Lorsque Vincent entre dans la pièce, je suis perdu dans mes pensées. Ce que je craignais s’est réalisé, Elena n’a pas accepté que Vincent fasse des tests sur moi en tout cas pour le moment. Mine de rien, je regrette que nous ne soyons pas sur la même longueur d’onde tous les deux. Le docteur vient se placer à mes côtés.
- Que décides-tu ? se contente-t-il de me demander.
Je devine tout de suite de quoi il veut parler. Je relève la tête pour croiser son regard.
- On continue, affirmé-je sans hésitation.
Vincent soupire.
- Dans ce cas, je vais m’y remettre dès maintenant.
Il sort une seringue de sa poche. Je comprends directement le message et lui tends mon bras. Sans rajouter un mot, il plante l’aiguille dans ma chair. Une certitude tourne en boucle dans ma tête, peu importe que Vincent réussisse, je trouverais une solution pour vaincre cette saleté. Après avoir prélevé mon sang, mon ami fourre sa seringue dans une poche de sa blouse.
- Je te garde en observation jusqu’à demain.
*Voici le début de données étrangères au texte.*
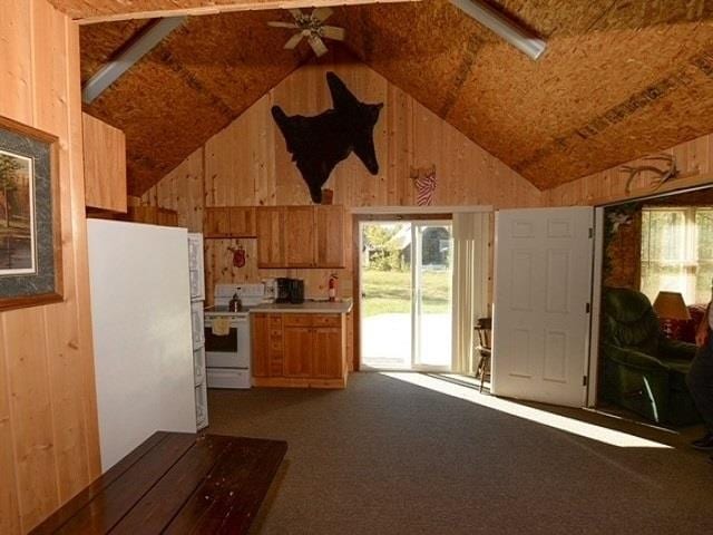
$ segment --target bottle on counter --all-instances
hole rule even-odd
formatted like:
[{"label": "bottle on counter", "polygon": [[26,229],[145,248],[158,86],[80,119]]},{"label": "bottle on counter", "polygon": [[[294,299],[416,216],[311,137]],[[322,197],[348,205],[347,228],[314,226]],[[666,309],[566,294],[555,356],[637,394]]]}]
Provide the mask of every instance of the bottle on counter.
[{"label": "bottle on counter", "polygon": [[237,293],[233,294],[227,308],[231,312],[240,312],[243,309],[243,302],[241,301],[241,298],[237,296]]}]

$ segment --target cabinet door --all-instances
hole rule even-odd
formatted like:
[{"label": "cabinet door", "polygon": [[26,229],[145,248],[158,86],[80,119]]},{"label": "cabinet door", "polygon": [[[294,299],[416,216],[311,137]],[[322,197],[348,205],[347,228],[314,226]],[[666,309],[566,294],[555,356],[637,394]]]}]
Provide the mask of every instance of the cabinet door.
[{"label": "cabinet door", "polygon": [[282,377],[284,373],[284,344],[282,317],[270,315],[270,377]]},{"label": "cabinet door", "polygon": [[253,377],[270,377],[270,322],[267,314],[253,315]]},{"label": "cabinet door", "polygon": [[231,206],[228,208],[232,237],[255,237],[255,207]]},{"label": "cabinet door", "polygon": [[287,268],[314,268],[315,228],[312,206],[285,207],[285,262]]},{"label": "cabinet door", "polygon": [[344,207],[315,206],[316,266],[344,268]]},{"label": "cabinet door", "polygon": [[312,376],[312,329],[286,327],[284,329],[285,377]]},{"label": "cabinet door", "polygon": [[342,330],[339,328],[314,329],[312,376],[340,379],[344,374]]},{"label": "cabinet door", "polygon": [[205,237],[228,237],[231,235],[231,217],[225,206],[205,208]]},{"label": "cabinet door", "polygon": [[284,268],[284,210],[260,206],[257,220],[257,266]]}]

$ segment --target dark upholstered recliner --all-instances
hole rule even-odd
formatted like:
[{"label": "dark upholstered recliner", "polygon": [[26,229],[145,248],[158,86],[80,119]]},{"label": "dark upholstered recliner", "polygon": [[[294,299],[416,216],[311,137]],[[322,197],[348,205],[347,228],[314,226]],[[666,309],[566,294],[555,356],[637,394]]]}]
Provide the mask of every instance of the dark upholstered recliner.
[{"label": "dark upholstered recliner", "polygon": [[700,421],[685,382],[695,346],[668,340],[635,290],[605,288],[602,309],[604,398],[656,422]]}]

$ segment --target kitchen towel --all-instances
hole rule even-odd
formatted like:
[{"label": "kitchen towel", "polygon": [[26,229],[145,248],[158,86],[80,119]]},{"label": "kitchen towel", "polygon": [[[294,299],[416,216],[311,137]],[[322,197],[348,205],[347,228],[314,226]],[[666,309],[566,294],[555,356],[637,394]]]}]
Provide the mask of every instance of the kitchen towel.
[{"label": "kitchen towel", "polygon": [[211,332],[215,337],[225,337],[231,333],[231,319],[229,318],[213,318],[213,327]]}]

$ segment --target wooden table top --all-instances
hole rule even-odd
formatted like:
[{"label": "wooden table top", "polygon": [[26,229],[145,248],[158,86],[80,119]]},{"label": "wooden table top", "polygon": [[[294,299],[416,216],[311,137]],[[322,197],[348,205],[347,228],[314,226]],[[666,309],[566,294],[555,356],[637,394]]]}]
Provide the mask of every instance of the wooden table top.
[{"label": "wooden table top", "polygon": [[287,442],[159,431],[31,534],[240,534]]}]

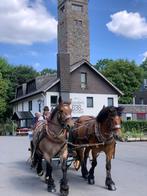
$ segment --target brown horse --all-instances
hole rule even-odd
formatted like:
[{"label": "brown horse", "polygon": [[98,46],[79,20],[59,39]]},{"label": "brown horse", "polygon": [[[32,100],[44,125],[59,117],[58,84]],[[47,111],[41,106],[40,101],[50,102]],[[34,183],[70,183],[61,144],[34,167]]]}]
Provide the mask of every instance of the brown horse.
[{"label": "brown horse", "polygon": [[60,194],[68,195],[69,187],[67,181],[67,142],[66,131],[73,127],[70,103],[64,103],[59,98],[58,106],[51,113],[49,122],[40,122],[33,134],[34,165],[37,167],[38,175],[43,174],[42,159],[46,160],[46,179],[49,192],[55,192],[55,183],[52,177],[52,158],[60,157],[63,177],[60,181]]},{"label": "brown horse", "polygon": [[[75,146],[86,146],[77,148],[77,160],[81,163],[83,178],[88,178],[89,184],[94,184],[94,169],[97,165],[97,156],[100,152],[106,154],[106,187],[116,190],[115,183],[111,178],[111,159],[115,155],[115,135],[121,132],[122,107],[104,107],[96,118],[81,116],[75,122],[72,131]],[[91,168],[87,170],[87,159],[89,152],[92,154]]]}]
Après ce qui s’est passé tout à l’heure, je préfère éviter de traverser à nouveau toute la base pour te soigner. Je dirais dans le rapport que tu as fait un malaise à la suite de ta dernière commotion.
- Tu penses qu’ils te croiront ? demandé-je, sceptique.
Après une moue dubitative, il admet :
- J’imagine que non, mais mieux vaut ne pas jeter de l’huile sur le feu. Repose-toi, je repasse ce soir pour vérifier ton état.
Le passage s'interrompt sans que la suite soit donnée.